Le donne libanesi in marcia contro la violenza

Manal, Fatima, Roula, Malika, Bouthayna. E ancora, Mona, Sonia, Amina, Latifa. I loro nomi sono stati invocati più volte a Beirut, l’8 marzo 2014. Si tratta di alcune fra le ultime vittime di violenza domestica in Libano, un problema dolorosamente vivo nel cuore e nella coscienza della società civile del Paese, sebbene spesso oscurato dalle trite storie sulle donne belle e disinibite delle classe agiate beirutine o dalla considerazione che, in rapporto ad altre zone del Mediterraneo, le libanesi se la passano tutto sommato abbastanza bene.

Non è questa la posizione di Kafa (“Basta”), un’organizzazione contro la violenza e lo sfruttamento della donna attiva dal 2005, apartitica e non confessionale.

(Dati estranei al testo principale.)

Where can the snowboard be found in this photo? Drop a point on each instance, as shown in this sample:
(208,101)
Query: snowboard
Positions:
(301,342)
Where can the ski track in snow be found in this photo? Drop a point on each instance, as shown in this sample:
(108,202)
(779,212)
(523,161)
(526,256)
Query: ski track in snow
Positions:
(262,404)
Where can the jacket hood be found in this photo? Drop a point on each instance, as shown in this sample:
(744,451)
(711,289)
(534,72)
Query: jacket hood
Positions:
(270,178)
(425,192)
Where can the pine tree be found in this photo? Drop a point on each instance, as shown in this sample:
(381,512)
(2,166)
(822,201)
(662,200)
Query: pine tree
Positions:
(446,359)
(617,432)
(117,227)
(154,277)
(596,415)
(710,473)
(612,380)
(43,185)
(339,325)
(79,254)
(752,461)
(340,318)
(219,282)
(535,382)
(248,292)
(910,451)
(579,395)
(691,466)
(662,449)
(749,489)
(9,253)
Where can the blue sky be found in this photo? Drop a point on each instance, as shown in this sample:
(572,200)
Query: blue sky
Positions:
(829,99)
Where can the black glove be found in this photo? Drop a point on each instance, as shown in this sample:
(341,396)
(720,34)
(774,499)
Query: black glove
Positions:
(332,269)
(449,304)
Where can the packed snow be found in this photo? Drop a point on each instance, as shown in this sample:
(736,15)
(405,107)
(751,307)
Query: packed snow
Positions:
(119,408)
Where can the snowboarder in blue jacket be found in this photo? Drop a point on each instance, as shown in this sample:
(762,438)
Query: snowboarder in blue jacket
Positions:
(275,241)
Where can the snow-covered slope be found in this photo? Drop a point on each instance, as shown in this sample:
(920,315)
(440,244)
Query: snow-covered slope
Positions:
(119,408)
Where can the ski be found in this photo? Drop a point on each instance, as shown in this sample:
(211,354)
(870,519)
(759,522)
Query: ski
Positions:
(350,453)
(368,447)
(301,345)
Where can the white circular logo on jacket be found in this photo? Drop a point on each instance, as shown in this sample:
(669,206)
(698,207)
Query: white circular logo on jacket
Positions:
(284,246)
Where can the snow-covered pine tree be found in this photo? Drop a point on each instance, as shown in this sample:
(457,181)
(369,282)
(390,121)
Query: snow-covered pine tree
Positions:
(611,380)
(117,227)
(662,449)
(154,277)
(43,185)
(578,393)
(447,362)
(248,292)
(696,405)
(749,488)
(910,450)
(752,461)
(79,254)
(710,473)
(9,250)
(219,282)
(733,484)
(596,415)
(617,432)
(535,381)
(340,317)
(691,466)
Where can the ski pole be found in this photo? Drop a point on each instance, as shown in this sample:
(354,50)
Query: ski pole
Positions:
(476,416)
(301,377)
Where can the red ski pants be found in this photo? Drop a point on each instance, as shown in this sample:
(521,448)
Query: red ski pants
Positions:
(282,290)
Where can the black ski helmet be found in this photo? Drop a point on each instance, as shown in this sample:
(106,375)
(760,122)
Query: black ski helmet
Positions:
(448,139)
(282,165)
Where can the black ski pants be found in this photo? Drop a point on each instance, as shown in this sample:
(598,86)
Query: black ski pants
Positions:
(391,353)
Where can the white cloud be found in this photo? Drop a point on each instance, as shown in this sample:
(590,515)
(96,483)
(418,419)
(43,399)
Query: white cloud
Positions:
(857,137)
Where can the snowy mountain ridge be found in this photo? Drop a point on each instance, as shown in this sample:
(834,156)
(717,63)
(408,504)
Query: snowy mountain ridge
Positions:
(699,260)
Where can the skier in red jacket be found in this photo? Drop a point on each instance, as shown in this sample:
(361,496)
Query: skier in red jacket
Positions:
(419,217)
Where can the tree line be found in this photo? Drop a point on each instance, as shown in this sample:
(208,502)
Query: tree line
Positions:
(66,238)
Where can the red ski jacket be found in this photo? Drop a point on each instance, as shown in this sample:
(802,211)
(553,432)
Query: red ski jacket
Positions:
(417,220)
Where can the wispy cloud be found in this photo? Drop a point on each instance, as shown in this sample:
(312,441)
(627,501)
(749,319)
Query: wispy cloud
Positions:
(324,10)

Che, proprio in occasione della Giornata Mondiale della Donna, ha organizzato una marcia contro la violenza domestica e per l’approvazione di una legge in materia. L’iniziativa ha riscosso grande successo, dimostrando quanto importante e urgente la questione sia per la sensibilità di una parte della società libanese.

Tra le quattromila e le cinquemila persone si sono radunate presso il Museo Nazionale di Beirut – là dove durante la guerra civile la linea di demarcazione separava una città in lotta – per poi sfilare fino al Palazzo di Giustizia.

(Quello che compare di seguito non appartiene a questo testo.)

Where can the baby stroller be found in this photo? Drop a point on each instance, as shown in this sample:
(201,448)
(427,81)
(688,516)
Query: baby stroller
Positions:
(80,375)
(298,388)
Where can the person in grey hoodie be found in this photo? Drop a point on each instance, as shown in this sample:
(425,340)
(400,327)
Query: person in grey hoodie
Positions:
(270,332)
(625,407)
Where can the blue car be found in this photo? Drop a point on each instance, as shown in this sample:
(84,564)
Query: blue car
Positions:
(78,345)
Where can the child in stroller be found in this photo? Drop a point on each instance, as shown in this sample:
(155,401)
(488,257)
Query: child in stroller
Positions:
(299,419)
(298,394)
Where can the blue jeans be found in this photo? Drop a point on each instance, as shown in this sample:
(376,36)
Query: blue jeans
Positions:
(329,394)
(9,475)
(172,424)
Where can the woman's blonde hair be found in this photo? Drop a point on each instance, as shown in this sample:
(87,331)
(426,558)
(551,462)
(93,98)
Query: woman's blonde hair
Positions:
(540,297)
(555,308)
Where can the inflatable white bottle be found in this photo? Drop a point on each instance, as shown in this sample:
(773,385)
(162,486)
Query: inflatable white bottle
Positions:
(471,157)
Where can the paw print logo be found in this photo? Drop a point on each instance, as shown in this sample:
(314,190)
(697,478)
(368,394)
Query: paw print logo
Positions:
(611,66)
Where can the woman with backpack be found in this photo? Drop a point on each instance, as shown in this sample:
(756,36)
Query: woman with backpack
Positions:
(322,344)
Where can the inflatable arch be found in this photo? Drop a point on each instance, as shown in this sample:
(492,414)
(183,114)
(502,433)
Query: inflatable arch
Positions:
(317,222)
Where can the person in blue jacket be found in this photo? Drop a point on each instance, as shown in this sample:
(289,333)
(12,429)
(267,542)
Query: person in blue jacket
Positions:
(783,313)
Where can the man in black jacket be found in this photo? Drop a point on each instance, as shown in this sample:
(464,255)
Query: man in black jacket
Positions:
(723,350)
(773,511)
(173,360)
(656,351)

Tante ragazze determinate, ma anche tante adulte, spesso con figli e figlie al seguito. Tanti stili differenti, a indicare una partecipazione che è andata oltre i confini confessionali del Libano (più difficile esprimersi sulla composizione per classi sociali).

Tantissime donne, ma tanti anche gli uomini presenti: giovani che accompagnavano le fidanzate, attivisti e intellettuali, semplici cittadini.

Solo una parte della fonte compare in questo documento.